"No space left of device" mitigation plan?


(Eugene Pirogov) #1

I have Elasticsearch cluster with two nodes: a two-master setup. It is used to store logs.

Suddenly one of the masters went down, and refuses to go up. The logs reveal the following error:

Suppressed: java.io.IOException: No space left on device

I tried listing index names (and maybe deleting some indexes?) and interacting with the node that is still live alive, e.g. second master. But it refuses to respond, with the following error:

{
  "error": {
    "root_cause": [
      {
        "type": "master_not_discovered_exception",
        "reason": null
      }
    ],
    "type": "master_not_discovered_exception",
    "reason": null
  },
  "status": 503
}

I'm perfectly comfortable with dropping some older data, e.g. some older indexes. I have access to the disk, and can try & wipe some older data from the /var/lib/elasticsearch folder (if I'm not mistaken), but I'm not sure how exactly elasticsearch organizes the data. It's very likely that I will corrupt the data.

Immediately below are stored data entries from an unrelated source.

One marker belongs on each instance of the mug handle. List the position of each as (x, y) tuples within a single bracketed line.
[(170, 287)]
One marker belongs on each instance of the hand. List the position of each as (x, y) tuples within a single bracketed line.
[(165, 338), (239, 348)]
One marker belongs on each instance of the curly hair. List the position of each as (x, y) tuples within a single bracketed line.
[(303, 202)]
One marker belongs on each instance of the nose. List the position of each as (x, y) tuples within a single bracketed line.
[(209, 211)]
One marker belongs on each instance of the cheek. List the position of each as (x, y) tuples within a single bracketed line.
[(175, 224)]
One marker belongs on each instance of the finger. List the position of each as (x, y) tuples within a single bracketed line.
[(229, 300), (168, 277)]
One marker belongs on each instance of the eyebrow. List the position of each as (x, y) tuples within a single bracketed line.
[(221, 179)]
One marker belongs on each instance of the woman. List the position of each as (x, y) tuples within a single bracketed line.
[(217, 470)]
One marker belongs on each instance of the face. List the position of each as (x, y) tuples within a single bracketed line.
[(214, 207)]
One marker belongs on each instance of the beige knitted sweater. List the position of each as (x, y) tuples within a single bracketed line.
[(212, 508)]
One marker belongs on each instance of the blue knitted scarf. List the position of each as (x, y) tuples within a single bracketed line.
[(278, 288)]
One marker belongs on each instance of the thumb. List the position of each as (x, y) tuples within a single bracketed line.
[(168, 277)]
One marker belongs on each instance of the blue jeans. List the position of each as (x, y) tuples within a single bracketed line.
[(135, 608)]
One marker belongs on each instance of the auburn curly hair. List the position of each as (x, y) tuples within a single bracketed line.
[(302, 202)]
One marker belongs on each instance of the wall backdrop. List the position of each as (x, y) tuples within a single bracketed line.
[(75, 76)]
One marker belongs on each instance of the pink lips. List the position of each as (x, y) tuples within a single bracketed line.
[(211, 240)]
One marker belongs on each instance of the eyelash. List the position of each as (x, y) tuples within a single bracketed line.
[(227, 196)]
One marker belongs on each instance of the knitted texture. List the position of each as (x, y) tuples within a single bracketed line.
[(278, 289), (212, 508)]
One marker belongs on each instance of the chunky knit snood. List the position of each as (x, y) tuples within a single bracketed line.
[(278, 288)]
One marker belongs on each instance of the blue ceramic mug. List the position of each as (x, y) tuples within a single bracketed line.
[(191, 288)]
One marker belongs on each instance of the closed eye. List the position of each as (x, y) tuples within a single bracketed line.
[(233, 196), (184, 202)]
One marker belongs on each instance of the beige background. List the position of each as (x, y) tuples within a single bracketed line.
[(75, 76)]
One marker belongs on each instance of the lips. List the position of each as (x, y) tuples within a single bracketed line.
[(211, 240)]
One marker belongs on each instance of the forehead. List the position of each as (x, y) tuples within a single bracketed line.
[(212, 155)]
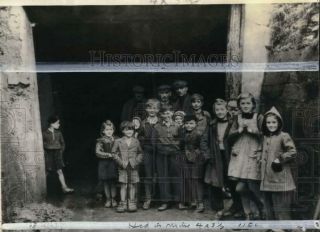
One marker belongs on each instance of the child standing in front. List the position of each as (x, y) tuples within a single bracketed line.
[(54, 145), (276, 177), (193, 165), (128, 154), (244, 167), (107, 168)]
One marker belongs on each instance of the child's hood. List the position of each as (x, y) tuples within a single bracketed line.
[(274, 111)]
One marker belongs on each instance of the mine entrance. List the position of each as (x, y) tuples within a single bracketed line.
[(68, 34)]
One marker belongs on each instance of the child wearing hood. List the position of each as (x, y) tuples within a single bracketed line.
[(276, 178)]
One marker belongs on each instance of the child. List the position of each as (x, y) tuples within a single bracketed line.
[(128, 154), (233, 108), (168, 159), (193, 164), (215, 147), (137, 126), (276, 181), (54, 145), (107, 168), (245, 141), (203, 117), (148, 142), (178, 118)]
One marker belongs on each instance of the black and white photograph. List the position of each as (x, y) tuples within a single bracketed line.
[(160, 115)]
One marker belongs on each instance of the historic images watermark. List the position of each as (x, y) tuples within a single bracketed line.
[(176, 58)]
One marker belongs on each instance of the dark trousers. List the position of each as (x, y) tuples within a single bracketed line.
[(169, 176), (149, 171), (250, 190), (278, 205)]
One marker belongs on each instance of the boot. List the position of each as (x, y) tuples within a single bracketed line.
[(132, 206), (122, 207)]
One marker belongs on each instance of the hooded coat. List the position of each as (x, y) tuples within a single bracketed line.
[(277, 145)]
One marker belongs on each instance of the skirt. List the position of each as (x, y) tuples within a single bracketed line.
[(107, 170), (53, 159)]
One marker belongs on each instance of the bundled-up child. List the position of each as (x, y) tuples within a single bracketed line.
[(203, 117), (54, 146), (178, 118), (244, 167), (107, 168), (168, 159), (215, 146), (128, 154), (148, 142), (193, 164), (276, 178)]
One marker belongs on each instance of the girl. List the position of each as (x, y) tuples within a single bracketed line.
[(245, 141), (54, 146), (276, 178), (214, 145), (107, 169), (128, 154)]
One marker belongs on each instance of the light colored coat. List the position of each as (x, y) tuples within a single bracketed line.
[(277, 146)]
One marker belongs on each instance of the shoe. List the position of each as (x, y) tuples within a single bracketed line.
[(132, 206), (182, 206), (163, 207), (122, 207), (107, 204), (146, 204), (200, 207), (67, 190), (114, 203)]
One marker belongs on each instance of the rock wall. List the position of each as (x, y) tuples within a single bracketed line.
[(22, 160)]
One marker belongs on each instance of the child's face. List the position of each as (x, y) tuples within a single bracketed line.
[(178, 120), (128, 132), (164, 96), (220, 111), (152, 111), (108, 131), (136, 123), (190, 125), (233, 110), (167, 115), (55, 125), (246, 105), (182, 91), (272, 123), (196, 104)]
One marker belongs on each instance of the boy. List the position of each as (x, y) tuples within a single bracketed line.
[(193, 164), (203, 117), (128, 154), (168, 159), (147, 138)]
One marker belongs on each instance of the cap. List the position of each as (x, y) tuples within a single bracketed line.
[(179, 84), (164, 88), (138, 89)]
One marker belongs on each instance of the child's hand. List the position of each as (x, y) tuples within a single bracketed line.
[(276, 161)]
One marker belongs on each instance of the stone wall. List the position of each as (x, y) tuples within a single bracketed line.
[(22, 160)]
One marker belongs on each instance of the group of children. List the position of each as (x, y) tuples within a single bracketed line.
[(238, 154)]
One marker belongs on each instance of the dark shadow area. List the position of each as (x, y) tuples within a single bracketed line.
[(85, 100), (68, 33)]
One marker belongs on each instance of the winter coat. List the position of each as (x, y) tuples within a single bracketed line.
[(245, 148), (278, 145), (211, 150), (125, 155)]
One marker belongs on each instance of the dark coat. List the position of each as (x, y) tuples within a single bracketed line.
[(183, 104), (211, 150), (125, 155)]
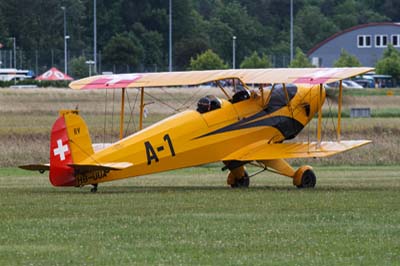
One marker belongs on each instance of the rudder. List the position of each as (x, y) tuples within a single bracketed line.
[(69, 143)]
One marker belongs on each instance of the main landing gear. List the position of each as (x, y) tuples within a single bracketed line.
[(243, 182), (94, 188), (304, 177), (238, 177)]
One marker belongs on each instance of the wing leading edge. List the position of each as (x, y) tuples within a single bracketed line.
[(265, 151)]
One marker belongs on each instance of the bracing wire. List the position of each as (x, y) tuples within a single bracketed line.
[(105, 118), (132, 109), (112, 114)]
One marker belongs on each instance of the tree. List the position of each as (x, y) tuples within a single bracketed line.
[(207, 60), (78, 67), (254, 61), (123, 50), (390, 63), (347, 60), (300, 60)]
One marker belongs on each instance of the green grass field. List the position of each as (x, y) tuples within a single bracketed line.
[(190, 217)]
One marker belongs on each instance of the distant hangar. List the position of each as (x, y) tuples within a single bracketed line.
[(367, 42)]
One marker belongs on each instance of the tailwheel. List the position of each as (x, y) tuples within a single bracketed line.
[(243, 182), (94, 188), (305, 177)]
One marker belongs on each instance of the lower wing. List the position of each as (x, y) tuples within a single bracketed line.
[(266, 151)]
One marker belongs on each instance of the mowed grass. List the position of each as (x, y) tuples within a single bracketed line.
[(191, 217)]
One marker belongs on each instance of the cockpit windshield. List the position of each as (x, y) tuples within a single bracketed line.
[(208, 103)]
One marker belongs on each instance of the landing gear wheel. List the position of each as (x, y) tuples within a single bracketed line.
[(243, 182), (94, 188), (308, 179)]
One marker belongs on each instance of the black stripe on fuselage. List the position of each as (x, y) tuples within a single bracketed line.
[(288, 126)]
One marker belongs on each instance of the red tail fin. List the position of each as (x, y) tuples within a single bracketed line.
[(60, 155)]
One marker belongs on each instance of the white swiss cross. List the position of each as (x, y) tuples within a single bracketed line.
[(60, 150)]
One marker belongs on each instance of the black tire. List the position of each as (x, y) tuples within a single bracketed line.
[(308, 179), (243, 182)]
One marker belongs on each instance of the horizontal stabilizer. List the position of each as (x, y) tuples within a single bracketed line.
[(36, 167), (105, 167), (265, 151)]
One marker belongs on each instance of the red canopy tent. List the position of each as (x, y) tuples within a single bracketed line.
[(53, 74)]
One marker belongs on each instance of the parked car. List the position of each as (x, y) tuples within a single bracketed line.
[(366, 83)]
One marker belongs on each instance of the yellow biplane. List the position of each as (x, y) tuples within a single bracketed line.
[(248, 126)]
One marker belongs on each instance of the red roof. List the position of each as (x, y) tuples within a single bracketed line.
[(54, 74), (312, 50)]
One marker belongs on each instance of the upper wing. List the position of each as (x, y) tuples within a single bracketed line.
[(263, 151), (258, 76)]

What are the next steps to mitigate this?

Is there an offline CLI tool that'd be able to remove some older indexes? If such tool existed, I could use it to wipe older indexes and restart must Elasticsearch cluster.

As a last resort, I of course can stop the Elasticsearch, increase the disks, and run Elasticsearch again.


(Adrien Grand) #2

Is there some non-elasticsearch data that you could remove to make room before restarting this master node, maybe old logs? I am surprised that you ran into this issue, disk watermarks should have prevented it. Or did you disable them?


(Eugene Pirogov) #3

Hi @jpountz!

To be honest I wasn't paying enough attention to either the disk status or elasticsearch logs, until the issue happen. Was the "disk watermarks" mechanism supposed to somehow indicate that the problem is coming? If yes – how?

Regarding whether or not disk watermarks are turned on, I can't say reliably. I'm using a docker image, gcr.io/google-containers/elasticsearch:v5.6.2.

Here's the source code for the image with the specific version of elasticsearch I'm using:

After quickly glancing over the image source code, I see no indication that the default setting for disk watermarks are being altered.


(system) #4

This topic was automatically closed 28 days after the last reply. New replies are no longer allowed.